According to the Jeanne Clery Disclosure of Campus Security Policy and Campus Crime Statistics Act, police must keep a public crime log listing all crimes reported to the station. Police must have occurrences recorded in the public logs three days after the incident is reported, and the logs must be available for public viewing during business hours.
As of Sept. 18, the logs had not been updated in more than 40 days. The last entry was Aug. 9. After receiving an e-mail from The Signal informing Campus Police that the incomplete log violated the Clery Act, Campus Police updated the log to Sept. 18 by Oct. 3. As of Oct. 7, it was completely updated.

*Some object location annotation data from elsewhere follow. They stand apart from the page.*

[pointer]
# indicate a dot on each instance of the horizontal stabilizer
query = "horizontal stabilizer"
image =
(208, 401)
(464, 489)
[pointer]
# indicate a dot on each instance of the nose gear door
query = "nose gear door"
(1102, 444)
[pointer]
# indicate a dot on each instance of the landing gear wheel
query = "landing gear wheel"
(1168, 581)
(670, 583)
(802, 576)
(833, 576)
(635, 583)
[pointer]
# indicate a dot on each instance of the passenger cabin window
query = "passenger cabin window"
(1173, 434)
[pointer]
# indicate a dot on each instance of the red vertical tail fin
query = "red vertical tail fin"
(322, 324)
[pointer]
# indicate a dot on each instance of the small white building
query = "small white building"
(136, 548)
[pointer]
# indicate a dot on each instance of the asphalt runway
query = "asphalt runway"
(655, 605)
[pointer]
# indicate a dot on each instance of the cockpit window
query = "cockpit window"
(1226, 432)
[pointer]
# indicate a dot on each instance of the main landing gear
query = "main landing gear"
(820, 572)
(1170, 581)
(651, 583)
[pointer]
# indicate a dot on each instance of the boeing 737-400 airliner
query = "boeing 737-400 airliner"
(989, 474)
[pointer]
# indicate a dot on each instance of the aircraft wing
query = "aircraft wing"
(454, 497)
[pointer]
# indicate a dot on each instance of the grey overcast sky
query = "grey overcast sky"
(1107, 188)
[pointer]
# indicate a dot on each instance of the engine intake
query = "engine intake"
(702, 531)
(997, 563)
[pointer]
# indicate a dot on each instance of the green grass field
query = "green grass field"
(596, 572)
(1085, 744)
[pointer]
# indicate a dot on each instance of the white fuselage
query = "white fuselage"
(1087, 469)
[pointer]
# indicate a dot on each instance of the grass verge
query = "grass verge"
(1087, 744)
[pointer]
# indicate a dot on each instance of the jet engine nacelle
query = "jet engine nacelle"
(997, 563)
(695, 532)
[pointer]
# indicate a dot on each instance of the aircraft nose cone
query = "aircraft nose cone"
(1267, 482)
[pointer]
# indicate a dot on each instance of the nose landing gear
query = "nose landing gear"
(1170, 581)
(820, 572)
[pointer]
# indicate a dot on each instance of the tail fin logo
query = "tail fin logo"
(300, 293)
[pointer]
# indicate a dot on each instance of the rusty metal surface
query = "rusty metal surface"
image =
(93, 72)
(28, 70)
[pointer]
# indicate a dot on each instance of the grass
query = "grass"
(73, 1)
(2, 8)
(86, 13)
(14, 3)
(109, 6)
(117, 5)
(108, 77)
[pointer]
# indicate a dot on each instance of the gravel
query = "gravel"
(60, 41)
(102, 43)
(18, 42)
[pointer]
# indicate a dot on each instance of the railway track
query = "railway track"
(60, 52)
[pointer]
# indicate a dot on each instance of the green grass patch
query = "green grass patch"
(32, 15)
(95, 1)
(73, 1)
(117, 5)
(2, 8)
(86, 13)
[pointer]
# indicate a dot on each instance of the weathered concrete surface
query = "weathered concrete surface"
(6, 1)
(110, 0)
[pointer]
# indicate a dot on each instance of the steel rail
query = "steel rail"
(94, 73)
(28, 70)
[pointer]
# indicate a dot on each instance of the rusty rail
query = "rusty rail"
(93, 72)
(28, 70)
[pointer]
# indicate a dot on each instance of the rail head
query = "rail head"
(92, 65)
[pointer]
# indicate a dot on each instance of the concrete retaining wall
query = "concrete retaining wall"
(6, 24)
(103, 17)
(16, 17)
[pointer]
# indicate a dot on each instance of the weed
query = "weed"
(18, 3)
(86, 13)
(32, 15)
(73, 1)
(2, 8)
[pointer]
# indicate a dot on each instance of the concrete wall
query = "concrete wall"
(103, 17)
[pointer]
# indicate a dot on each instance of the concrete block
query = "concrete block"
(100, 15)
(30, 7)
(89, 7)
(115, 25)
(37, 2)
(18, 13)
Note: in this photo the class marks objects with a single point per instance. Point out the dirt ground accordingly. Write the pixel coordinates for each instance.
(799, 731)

“I’m not familiar with the specifics,” Lt. Don Rizzo said when asked about compliance with the Clery Act. He said he knew that a public yearly crime report is required each October with crime statistics arranged by category.
“I never noticed whether it was daily or not,” he said, noting that Ray Nesci, former professional services specialist who left Campus Police last year, used to drop the latest logs on his desk every other week.

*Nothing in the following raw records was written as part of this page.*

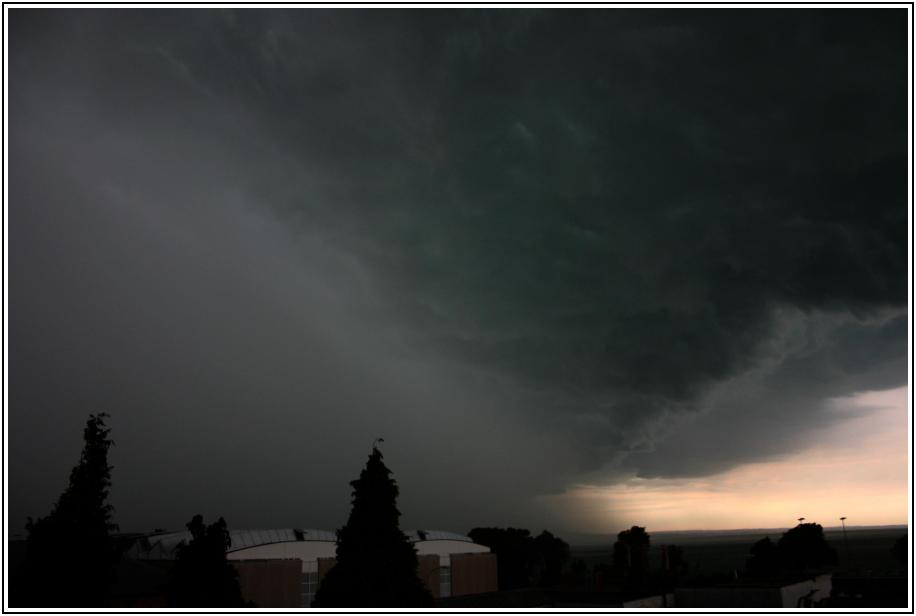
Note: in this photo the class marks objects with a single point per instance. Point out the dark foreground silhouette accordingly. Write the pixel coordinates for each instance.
(376, 563)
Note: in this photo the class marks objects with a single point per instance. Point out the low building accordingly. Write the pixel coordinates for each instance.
(284, 567)
(807, 592)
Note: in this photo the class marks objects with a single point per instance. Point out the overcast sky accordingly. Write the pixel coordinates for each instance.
(539, 252)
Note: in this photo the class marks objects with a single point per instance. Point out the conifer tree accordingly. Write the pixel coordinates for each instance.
(376, 562)
(70, 553)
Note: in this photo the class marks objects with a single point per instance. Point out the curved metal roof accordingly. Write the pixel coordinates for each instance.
(164, 545)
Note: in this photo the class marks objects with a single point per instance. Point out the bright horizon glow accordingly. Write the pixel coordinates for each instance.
(858, 470)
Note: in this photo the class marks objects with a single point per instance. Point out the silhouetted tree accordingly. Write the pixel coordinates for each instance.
(805, 547)
(202, 576)
(70, 553)
(578, 573)
(552, 553)
(631, 555)
(899, 551)
(523, 560)
(676, 561)
(376, 562)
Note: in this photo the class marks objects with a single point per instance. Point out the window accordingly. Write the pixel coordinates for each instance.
(445, 581)
(309, 586)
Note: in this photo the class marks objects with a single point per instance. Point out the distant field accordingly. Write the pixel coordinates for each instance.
(866, 551)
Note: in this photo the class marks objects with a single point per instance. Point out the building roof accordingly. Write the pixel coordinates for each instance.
(164, 545)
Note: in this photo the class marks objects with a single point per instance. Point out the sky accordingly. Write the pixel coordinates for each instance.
(579, 269)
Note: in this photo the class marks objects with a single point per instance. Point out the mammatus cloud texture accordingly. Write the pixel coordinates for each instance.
(529, 248)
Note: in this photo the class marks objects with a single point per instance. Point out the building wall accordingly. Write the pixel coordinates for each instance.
(815, 589)
(270, 583)
(306, 551)
(473, 573)
(428, 570)
(727, 597)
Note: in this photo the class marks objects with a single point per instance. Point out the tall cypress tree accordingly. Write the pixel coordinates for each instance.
(70, 553)
(376, 562)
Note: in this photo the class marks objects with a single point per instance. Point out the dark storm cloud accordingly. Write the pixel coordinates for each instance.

According to Kathryn Leverton, associate vice president for Administrative and Environmental Services, the problem with the log is because of the loss of Nesci.
“We’re currently in transition,” Leverton said. “We will be hiring an administrative sergeant within the next month to handle these issues.”
According to Leverton, the logs are being updated with regard to the standards set by the Clery Act. The log is updated daily, passed through Campus Police’s computer network and handed to Leverton, Rizzo and the dispatcher at the desk in hard copy form.
“This process clearly meets the expectations of the Clery Act, as the records are public in two different formats 24 hours a day, seven days a week, 365 days per year.” Leverton said.
Leverton said she is not sure where the delay between the collection of information and publishing it in the public logs was occurring.
However, she and Rizzo both said that without someone in charge of updating this information, it is very hard to keep it up-to-date.
“I know I’m extremely busy,” Rizzo said.
“We’ve been working double and triple shifts to keep up,” Leverton said.
The dispatchers at the Campus Police desk are not informed of when or how the logs become updated, only that they are required to show the logs to any student who asks to see them, Campus Police said.
The Clery Act was created in memory of Jeanne Clery, a freshman at Lehigh University who was raped and murdered in April 1986, according to the Web site securityoncampus.org.
Her parents, who were not informed of the 38 violent crimes at Lehigh in the three years prior to Clery’s death, joined with other campus crime victims and lobbied Congress to pass a law requiring colleges to release crime statistics.
The timely warning e-mails and yearly reports circulated by Campus Police, to help students understand any dangers on campus, are part of the Clery Act as well.